OAT, Bund, T-Bond : ces taux que les marchés ne lâchent pas des yeux

Jusqu’à l’infiniment petit, ou presque. Les variations des taux souverains sont scrutées chaque jour, voire chaque seconde, par les marchés qui guettent le moindre changement de 0,01 point de pourcentage – ou «point de base» - de la rémunération de ces obligations émises par les Etats.
Les rendements des principaux emprunts (OAT, T-Bond, Bund…) sont aussi comparés entre eux et les variations d’écart de taux d’intérêt (les «spread») abondamment commentés. S’ils passionnent autant les opérateurs c’est que ces simples chiffres contiennent de nombreuses informations.

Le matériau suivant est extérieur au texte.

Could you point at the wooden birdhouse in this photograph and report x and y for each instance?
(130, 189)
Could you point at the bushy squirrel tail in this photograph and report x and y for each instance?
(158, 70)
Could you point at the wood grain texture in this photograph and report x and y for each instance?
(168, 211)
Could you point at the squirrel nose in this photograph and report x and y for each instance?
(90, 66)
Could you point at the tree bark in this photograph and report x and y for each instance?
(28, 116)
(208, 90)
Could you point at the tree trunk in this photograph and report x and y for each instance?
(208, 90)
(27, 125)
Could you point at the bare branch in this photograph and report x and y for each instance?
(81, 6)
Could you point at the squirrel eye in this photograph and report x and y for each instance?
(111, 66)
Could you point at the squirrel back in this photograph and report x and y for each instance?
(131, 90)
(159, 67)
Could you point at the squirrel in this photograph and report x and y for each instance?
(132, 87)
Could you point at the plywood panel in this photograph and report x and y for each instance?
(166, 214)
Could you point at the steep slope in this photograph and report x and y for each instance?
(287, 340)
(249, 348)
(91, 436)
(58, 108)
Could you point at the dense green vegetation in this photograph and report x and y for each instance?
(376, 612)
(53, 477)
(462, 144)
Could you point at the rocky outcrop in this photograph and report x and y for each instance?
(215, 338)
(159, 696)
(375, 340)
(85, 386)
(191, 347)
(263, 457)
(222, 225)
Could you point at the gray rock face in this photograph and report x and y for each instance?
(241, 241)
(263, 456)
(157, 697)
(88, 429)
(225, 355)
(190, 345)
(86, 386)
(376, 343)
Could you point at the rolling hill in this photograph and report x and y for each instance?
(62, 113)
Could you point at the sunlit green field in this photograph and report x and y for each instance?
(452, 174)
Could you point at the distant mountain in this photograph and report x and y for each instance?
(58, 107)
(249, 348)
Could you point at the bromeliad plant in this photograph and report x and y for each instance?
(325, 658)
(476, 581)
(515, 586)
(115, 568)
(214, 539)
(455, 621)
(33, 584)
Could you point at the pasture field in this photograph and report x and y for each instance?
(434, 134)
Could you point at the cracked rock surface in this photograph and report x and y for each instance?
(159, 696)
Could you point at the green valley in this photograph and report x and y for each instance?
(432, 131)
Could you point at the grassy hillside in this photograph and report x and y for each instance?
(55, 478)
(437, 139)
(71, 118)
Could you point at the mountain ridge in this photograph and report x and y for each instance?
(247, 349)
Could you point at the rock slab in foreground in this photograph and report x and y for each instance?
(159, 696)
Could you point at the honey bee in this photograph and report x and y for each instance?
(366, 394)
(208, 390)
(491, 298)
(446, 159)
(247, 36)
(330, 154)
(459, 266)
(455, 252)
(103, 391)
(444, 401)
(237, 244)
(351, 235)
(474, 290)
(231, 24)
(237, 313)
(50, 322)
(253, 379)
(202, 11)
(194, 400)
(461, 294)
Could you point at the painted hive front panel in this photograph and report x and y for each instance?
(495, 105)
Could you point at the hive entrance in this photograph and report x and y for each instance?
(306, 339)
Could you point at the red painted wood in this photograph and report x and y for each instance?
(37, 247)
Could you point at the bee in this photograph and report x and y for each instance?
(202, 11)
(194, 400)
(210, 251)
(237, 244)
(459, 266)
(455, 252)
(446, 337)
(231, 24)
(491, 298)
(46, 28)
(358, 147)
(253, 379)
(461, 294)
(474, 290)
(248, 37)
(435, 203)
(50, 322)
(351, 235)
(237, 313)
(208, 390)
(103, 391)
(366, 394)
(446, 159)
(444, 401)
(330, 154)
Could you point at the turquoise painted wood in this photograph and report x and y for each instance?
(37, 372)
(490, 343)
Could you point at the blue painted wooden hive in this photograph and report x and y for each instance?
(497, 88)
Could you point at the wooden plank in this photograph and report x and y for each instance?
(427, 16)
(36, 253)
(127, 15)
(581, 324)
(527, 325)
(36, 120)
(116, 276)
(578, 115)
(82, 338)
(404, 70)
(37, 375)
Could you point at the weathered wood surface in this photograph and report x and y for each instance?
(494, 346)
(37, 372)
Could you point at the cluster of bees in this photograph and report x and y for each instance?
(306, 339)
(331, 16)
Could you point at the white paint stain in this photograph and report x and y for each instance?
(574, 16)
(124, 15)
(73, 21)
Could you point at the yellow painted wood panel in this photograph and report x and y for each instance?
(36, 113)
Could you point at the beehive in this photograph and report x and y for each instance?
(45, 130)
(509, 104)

Les taux souverains indiquent le prix qu’il en coûte à un Etat pour s’endetter ce qui informe sur la confiance que lui accordent les investisseurs. Ils servent aussi de référence en fixant une sorte de plancher au loyer de l’argent, en général proche du taux de référence de la banque centrale pour les maturités les plus courtes. Enfin et surtout, leurs évolutions renseignent sur l’état de l’économie du pays et sur ses perspectives en termes de croissance et d’inflation.
42% pour le taux grec
Le 20 mars 2017 la présence de Marine Le Pen au second tour de l’élection présidentielle française avait ainsi propulsé le taux souverain à dix ans français de 115 points de base, traduisant l’inquiétude des investisseurs quant à la politique qu’aurait pu mener la présidente du Front national en cas d’accession à la magistrature suprême. Encore plus marquant, lors de la crise grecque du début des années 2010, le rendement de la dette hellénique s’était envolé, atteignant le niveau stratosphérique de 42% les 1er janvier et 1er mars 2012.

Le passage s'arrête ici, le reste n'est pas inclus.